Deciding to try for a baby is a huge moment for a couple — and there may be months or years of conversations, decisions, and debating before you even decide to give it a go. There can be so much buildup and then...waiting. When we talk about trying to get pregnant, we don’t talk enough about the delay. Sure, some people get pregnant right away — but most aren’t so lucky. In fact, one study showed that in women under the age of 37 with no fertility problems, only 45 percent of couples will conceive within three months.
In fact 60 to 65 percent manage within six months, 85 percent have it happen within a year, and 93 percent within 18 months. That means that 7 percent of women with no fertility problems still haven’t conceived after a year and a half of trying — that’s nearly one in ten. And around one in seven couples struggle with fertility issues. What does this all mean? Most couples have a waiting period when they’re trying to get pregnant — and some couples have a very long wait.
And yet, despite just how normal this is, we don’t talk about it. Couples who struggle to get pregnant can feel impatient, awkward, or even ashamed — and women often feel the burden particularly acutely. So if you’re struggling to get pregnant, please remember that it’s totally normal and that you haven’t done anything wrong. Take a deep breath and take care of yourself. Here are 5 self-care tips is you’re struggling to get pregnant, because it’s important to be gentle with yourself.

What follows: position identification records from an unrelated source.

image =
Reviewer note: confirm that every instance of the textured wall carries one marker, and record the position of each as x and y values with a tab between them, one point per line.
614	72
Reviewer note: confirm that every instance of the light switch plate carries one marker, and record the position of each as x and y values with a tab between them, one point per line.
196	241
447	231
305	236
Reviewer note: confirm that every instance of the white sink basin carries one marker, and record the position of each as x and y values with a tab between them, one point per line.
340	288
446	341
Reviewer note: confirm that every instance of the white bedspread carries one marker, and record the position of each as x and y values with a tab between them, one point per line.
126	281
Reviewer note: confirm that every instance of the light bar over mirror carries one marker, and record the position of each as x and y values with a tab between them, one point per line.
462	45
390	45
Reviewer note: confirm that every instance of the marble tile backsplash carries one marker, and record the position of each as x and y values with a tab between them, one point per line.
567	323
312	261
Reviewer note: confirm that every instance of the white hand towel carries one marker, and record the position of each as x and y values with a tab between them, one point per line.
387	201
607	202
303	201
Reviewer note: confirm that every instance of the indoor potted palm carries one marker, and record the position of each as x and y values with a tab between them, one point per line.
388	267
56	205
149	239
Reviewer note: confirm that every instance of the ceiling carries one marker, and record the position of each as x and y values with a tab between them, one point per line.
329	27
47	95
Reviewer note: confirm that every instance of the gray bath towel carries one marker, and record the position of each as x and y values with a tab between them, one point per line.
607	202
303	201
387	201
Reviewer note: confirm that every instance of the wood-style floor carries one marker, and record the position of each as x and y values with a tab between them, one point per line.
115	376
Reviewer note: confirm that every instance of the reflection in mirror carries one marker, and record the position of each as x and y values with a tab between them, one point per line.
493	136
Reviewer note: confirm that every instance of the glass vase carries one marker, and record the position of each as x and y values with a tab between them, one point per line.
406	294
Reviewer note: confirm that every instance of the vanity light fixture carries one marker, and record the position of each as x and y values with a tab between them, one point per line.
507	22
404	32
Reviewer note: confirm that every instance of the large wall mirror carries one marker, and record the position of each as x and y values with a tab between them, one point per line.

Make Time For Yourself, Every Day
When you’re trying to get pregnant, it’s easy to get obsessed. Between tracking your cycle, scheduling in enough time to have sex, and preparing for what pregnancy will be like, you can spend all of your time focused on the fact that you’re trying to get pregnant — and that it hasn’t happened yet. So take a step back. Make time for yourself every day that has nothing to do with getting pregnant, sex, fertility, or even your partner. Maybe it’s getting a massage, maybe it’s going for a walk, maybe it’s just zoning out to Netflix. But give yourself a timeout, even if only have 10 minutes, every day.
Take Breaks When You Need It
If you’ve been trying to get pregnant for a while, sex can become a joyless affair. You might have a rigid schedule, you might have a sense of duty or obligation, and you might even be putting a lot of pressure on yourself — and your partner. But that’s going to wear on you. If it’s feeling like all of the fun has gone out of it and it’s a chore, take a break. It doesn’t make you a bad want-to-be mom if you don’t have sex for a few days — or even a few weeks. Give yourself some time to reset, mentally and physically, and it will help the whole process feel better.
Talk To Your Friends
It’s important that, if you feel comfortable, you’re open with your friends and family about what you're going through. You don’t need to tell every person, but reach out to someone you trust if you feel like you need support. And if you have friends with kids or friends who are pregnant and you’re struggling to be around them, don’t be afraid to open about why. There’s so much stigma around struggling to conceive, but that stigma only exists because we aren’t being honest with each other. You might even find other women you know who have been through the same thing.
Create A Soothing Environment
Little touches can do wonders for your mental health — and your environment is an often overlooked area of self-care. Plush pillows, cozy blankets, comforting colors, even a few candles — there are so many ways you can improve your living space and make your home feel like a treat. The right environment can help you destress, which isn’t just good for the soul, it’s great for your mental health.
Finally, make sure you’re getting enough sleep. If you’re feeling anxious and stressed about trying to get pregnant, it may be that sleep has stopped coming naturally. So make sure you’re not only giving yourself enough time to get a full eight hours, but also that you do whatever it is that helps you sleep. For some people, exercise makes all the difference to their mental health and sleep schedule. For others, it’s meditation before bed or avoiding technology — or a hot bath with Epsom salts. Find a routine that works for you and make sure to prioritize keeping it.
Trying to get pregnant can be an incredibly stressful time, so it’s important to take care of yourself. And, more than any self-care tip, remember that struggling to get pregnant is not the fault of you as a person, a woman, or as a want-to-be-mother. You have not done anything wrong — and the fact that society paints getting pregnant as a woman’s responsibility is unfair and untrue. So just remember that it takes time — and make yourself a priority during the process.